Und schon wieder ein Street-Rap-Album nach dem altbekannten Muster. Waffen, Drogen, Gewalt und Nutten, gähn…

„Vom Bordstein bis zur Skyline“ ist im Grunde leider nicht mehr als ein sehr durchschnittliches Gangsta-Rap-Album, wie man es fast schon monatlich von diversen Rappern im Wühltisch bei Saturn findet. Viel schlimmer als die anfangs genannten, immer gleichen Inhalte des Albums ist die fehlende Originalität bei der Darstellung. Denn der Künstler schreckt leider nicht davor zurück, mit allen Mitteln die Konkurrenz im Gangsta-Subgenre zu kopieren, jedoch stets mit durchschaubaren Erfolg.

Selbstverherrlichung kennt man von Kollegah, Kanacken-Slang von Haftbefehl und entwaffnende Punchlines von Farid Bang, wobei diese Künstler den Einsatz dieser Stilmittel beherrschen und im letzten Jahrzehnt stilgebend geprägt haben. Bushido versucht all dies auch zu machen, ohne jedoch jemals an die Klasse seiner Vorbilder ranzukommen.

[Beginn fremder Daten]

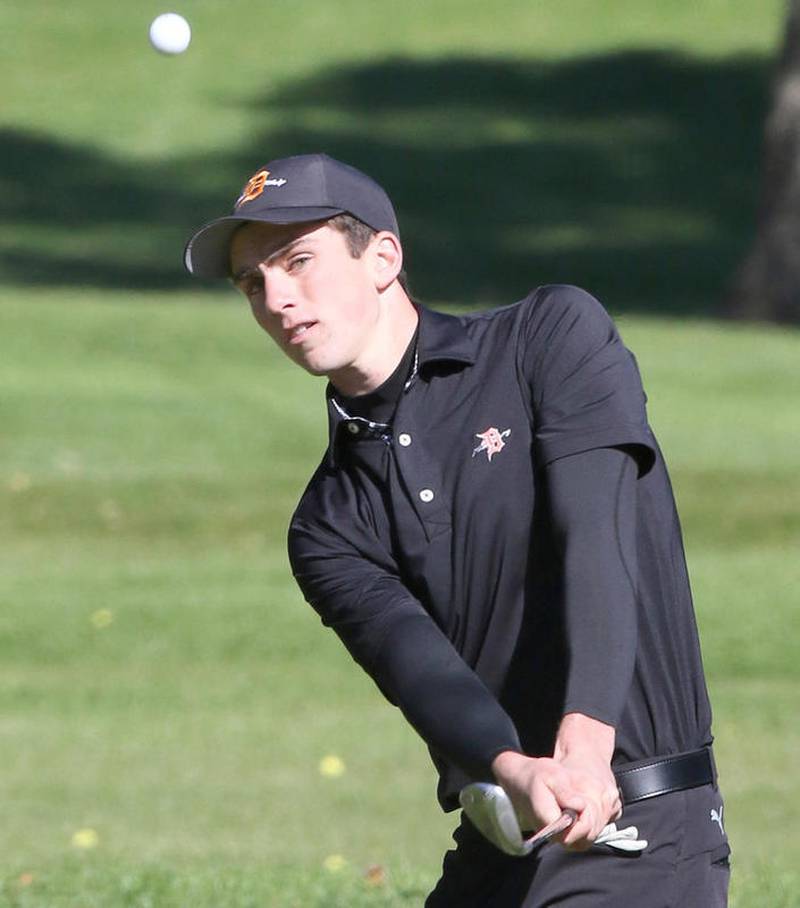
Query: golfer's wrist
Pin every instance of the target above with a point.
(581, 735)
(506, 765)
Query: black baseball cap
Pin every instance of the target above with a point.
(309, 187)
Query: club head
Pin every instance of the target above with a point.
(490, 810)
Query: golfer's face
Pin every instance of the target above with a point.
(317, 302)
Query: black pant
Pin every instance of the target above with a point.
(685, 864)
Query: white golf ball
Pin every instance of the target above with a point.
(170, 33)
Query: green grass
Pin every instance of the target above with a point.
(617, 149)
(151, 454)
(152, 444)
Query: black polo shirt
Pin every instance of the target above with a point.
(428, 544)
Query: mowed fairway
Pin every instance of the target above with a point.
(164, 685)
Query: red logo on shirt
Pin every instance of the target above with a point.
(491, 441)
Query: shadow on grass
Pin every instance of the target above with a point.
(632, 174)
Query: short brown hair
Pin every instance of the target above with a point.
(357, 235)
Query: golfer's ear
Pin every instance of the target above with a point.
(387, 258)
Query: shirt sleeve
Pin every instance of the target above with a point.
(584, 385)
(592, 499)
(389, 633)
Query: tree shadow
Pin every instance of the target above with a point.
(633, 174)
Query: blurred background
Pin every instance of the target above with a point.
(176, 726)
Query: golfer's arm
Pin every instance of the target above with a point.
(593, 510)
(393, 638)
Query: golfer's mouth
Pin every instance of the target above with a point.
(298, 333)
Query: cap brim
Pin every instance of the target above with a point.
(207, 253)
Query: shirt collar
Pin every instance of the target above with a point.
(442, 337)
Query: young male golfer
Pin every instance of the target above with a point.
(492, 534)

Einzig und allein die technisch erstklassigen Features seines Kumpels Flers und die ordentlichen Beats sind positiv anzumerken, welche sehr harmonisch rüberkommen. Des Weiteren merkt man, dass sich der Künstler eigentlich Mühe gegeben hat, auch wenn es letztendlich nicht zu einem überzeugenden Endprodukt reichte.

Deswegen gibt es gnädiger Weise noch einen Stern mehr als eigentlich verdient und für das nächste Mal möge man Bushido raten, ein bisschen weniger von der Konkurrenz abzukupfern. Es muss ja nicht gleich eine Revolution des Genres sein, aber zumindest die Entwicklung eines eigenen Stils sollte einem ernstzunehmenden Künstler durchaus zumutbar sein.